Потеряв всякую надежду, Иакинф на всякий случай ткнул пальцем в китайские иероглифы, написанные рядом с этими словами, и лицо слуги тотчас расплылось в радостной улыбке. Он что-то пролопотал (Иакинфу показалось: "Давно бы так и сказали"), и в ту же минуту на столе появилась и пышная китайская яичница, и соль, и пресные китайские лепешки, которые тут заменяли хлеб, и чай.
Напившись чаю, Иакинф решил проведать своих казаков.

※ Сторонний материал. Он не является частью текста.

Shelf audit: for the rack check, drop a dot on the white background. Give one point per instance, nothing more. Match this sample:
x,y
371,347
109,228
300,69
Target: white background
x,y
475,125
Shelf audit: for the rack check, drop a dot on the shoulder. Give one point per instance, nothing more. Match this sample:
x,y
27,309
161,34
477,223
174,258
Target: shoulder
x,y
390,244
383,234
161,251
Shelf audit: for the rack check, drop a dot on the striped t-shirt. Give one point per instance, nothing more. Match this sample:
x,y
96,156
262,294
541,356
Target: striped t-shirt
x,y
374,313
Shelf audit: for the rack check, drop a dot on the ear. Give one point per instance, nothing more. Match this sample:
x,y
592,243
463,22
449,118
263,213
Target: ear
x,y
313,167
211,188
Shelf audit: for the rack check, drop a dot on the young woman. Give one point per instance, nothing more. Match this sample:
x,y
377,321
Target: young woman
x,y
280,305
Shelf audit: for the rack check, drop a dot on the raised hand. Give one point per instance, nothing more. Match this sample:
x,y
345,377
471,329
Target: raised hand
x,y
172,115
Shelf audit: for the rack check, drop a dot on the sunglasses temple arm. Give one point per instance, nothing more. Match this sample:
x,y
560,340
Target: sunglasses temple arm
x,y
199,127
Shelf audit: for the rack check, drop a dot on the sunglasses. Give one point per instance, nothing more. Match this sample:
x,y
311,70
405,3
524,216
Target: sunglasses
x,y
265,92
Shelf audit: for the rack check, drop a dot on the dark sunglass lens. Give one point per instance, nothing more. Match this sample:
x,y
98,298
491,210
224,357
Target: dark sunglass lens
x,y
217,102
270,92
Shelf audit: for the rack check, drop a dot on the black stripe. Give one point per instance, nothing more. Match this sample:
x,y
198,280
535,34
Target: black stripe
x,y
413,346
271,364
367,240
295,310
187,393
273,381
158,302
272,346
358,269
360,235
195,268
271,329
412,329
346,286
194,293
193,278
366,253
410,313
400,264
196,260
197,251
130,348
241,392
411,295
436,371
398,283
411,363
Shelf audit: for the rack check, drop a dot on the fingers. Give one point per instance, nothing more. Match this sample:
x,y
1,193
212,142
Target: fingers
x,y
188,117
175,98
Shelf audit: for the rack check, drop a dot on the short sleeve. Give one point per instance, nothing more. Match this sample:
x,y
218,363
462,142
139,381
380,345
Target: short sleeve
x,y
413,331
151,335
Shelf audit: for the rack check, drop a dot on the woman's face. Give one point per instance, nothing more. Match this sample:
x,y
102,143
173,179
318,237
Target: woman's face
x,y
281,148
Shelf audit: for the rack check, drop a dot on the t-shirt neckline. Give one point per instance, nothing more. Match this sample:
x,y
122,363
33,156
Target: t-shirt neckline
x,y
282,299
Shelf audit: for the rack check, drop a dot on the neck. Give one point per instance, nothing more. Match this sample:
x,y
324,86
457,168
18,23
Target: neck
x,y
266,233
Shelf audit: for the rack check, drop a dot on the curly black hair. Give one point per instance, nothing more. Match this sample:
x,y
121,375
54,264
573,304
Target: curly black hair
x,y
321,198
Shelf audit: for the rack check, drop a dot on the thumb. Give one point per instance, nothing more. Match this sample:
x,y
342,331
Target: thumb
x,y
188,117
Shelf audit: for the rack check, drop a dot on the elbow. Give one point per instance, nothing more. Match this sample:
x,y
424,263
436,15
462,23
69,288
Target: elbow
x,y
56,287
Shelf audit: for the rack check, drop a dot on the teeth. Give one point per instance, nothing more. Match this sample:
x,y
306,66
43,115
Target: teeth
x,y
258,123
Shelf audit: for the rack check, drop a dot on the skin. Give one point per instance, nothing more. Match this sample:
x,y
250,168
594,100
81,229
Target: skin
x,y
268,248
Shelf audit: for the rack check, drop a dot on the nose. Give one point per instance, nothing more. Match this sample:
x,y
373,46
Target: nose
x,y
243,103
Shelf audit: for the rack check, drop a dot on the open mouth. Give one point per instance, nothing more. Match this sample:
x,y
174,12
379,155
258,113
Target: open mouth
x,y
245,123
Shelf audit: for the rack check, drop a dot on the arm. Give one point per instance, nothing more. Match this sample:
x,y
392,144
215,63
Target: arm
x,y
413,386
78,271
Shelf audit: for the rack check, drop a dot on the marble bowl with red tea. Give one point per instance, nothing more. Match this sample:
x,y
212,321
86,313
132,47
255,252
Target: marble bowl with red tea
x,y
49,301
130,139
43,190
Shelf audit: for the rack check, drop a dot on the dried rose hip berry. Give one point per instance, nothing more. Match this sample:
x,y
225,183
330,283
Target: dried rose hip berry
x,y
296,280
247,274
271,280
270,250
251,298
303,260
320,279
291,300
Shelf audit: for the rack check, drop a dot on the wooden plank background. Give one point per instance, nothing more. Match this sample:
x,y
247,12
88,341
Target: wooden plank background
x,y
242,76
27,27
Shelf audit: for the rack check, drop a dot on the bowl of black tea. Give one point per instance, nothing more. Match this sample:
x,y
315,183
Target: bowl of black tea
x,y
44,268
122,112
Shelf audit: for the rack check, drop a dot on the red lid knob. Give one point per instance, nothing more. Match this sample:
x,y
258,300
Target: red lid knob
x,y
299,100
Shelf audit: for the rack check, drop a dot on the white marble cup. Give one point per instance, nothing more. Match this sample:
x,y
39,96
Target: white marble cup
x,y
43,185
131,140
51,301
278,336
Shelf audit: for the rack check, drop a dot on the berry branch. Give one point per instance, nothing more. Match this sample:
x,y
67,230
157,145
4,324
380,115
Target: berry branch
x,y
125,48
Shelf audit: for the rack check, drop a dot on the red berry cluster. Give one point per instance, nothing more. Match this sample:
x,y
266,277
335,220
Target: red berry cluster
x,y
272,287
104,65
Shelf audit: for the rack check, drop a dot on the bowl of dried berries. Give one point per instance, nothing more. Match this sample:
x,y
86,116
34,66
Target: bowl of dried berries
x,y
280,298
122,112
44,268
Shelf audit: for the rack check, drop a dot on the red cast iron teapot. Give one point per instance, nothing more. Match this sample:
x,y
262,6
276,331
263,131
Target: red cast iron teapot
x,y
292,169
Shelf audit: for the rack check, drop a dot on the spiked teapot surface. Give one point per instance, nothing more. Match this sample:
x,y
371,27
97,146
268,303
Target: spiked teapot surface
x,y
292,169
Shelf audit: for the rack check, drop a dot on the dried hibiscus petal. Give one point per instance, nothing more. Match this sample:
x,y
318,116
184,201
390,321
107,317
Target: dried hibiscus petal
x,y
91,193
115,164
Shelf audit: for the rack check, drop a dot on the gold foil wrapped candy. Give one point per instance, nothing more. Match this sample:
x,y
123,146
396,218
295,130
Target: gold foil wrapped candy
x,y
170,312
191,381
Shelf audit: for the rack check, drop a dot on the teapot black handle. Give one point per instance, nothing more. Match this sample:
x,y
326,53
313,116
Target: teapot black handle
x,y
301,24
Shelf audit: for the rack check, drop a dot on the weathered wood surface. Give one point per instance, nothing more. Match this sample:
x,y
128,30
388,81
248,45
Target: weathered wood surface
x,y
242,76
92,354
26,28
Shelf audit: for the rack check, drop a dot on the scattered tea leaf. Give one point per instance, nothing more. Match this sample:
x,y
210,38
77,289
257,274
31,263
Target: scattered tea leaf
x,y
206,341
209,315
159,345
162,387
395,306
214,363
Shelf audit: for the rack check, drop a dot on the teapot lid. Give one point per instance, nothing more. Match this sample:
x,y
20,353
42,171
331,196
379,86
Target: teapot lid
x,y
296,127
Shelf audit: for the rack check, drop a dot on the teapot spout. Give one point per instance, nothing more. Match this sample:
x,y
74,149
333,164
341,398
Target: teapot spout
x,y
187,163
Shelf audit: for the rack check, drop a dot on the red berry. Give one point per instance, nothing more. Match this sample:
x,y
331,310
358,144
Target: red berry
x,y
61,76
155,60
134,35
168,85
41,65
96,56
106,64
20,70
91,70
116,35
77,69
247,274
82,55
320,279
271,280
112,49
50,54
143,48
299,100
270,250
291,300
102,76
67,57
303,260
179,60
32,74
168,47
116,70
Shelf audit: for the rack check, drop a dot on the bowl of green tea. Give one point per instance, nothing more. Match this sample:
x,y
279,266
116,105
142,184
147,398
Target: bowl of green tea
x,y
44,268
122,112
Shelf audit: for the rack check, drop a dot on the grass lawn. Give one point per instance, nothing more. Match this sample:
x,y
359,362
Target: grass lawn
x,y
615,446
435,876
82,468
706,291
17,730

Родиона не было, он еще возился с лошадьми, а Тимофей объяснялся со слугой с еще меньшим успехом, нежели он сам.
– Принеси чашку! – кричал казак, никак не желая признать, что китайцы не понимают по-русски.
– Ча-ша-коу? – переспросил китаец удивленно.
– Да, да, чашку, чашку! – повторил Тимофей, недоумевая, как это слуга не понимает его.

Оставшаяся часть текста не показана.